Ministerstwo Sprawiedliwości przygotowało projekt zmian w kodeksie karnym i kilku innych ustawach. Chce objąć szczególną kontrolą na wolności sprawców przestępstw seksualnych, w tym pedofilii. Propozycje trafiły już do Rządowego Centrum Legislacji.

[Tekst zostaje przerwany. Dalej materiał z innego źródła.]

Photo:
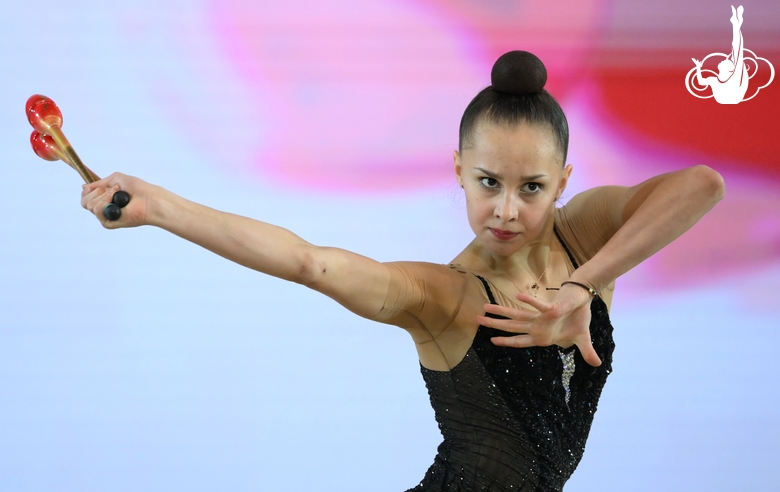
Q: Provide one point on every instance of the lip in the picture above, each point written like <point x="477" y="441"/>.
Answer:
<point x="503" y="235"/>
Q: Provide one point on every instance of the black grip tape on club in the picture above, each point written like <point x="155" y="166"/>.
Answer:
<point x="113" y="210"/>
<point x="121" y="198"/>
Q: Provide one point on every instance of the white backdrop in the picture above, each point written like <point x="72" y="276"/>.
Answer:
<point x="131" y="360"/>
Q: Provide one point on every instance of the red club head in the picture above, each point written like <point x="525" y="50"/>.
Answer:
<point x="44" y="146"/>
<point x="43" y="114"/>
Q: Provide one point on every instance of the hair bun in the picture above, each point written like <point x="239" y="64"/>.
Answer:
<point x="518" y="72"/>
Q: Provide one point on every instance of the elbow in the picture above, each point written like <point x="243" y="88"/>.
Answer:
<point x="310" y="269"/>
<point x="709" y="183"/>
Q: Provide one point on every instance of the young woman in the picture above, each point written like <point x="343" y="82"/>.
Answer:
<point x="513" y="335"/>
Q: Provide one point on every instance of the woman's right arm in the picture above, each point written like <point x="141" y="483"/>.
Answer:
<point x="358" y="283"/>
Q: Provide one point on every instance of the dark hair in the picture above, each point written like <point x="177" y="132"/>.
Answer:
<point x="517" y="95"/>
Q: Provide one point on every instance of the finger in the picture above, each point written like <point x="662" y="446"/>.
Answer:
<point x="588" y="352"/>
<point x="517" y="341"/>
<point x="509" y="325"/>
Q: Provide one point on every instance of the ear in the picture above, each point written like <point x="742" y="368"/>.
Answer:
<point x="564" y="180"/>
<point x="458" y="168"/>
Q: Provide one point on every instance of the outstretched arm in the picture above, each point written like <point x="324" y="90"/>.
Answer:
<point x="640" y="221"/>
<point x="357" y="282"/>
<point x="646" y="218"/>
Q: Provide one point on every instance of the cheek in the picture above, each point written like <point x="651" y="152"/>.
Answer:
<point x="478" y="211"/>
<point x="534" y="217"/>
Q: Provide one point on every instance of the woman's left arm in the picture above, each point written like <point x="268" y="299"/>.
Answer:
<point x="640" y="220"/>
<point x="645" y="218"/>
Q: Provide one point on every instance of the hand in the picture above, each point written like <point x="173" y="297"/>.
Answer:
<point x="95" y="196"/>
<point x="563" y="321"/>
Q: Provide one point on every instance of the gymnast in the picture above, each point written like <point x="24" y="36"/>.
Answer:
<point x="513" y="335"/>
<point x="730" y="86"/>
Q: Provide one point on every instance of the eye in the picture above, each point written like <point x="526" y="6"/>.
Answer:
<point x="488" y="182"/>
<point x="532" y="188"/>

Polskie sądy bywają surowe dla pedofilów. Sąd Okręgowy w Gdańsku skazał niedawno Eugeniusza C. za seksualne wykorzystywanie własnych dzieci na 15 lat więzienia. Sąd Rejonowy w Bytowie ukarał biznesmena Bogdana K. dwoma latami pozbawienia wolności (w zawieszeniu na pięć lat) za to, że płacił za seks osobie nieletniej. Sąd Rejonowy w Słupsku wydał wyrok ośmiu lat więzienia za seksualne wykorzystanie kilkuletnich dziewczynek.
W polskich kryminałach wyroki z art. 200 kodeksu karnego (seksualne wykorzystanie małoletniego) odsiaduje ok. tysiąca osób, w tym ok. 140–150 pedofilów (stwierdzone zaburzenia).
Elektroniczna bransoleta z nadajnikiem sprawdzi, gdzie jest skazany .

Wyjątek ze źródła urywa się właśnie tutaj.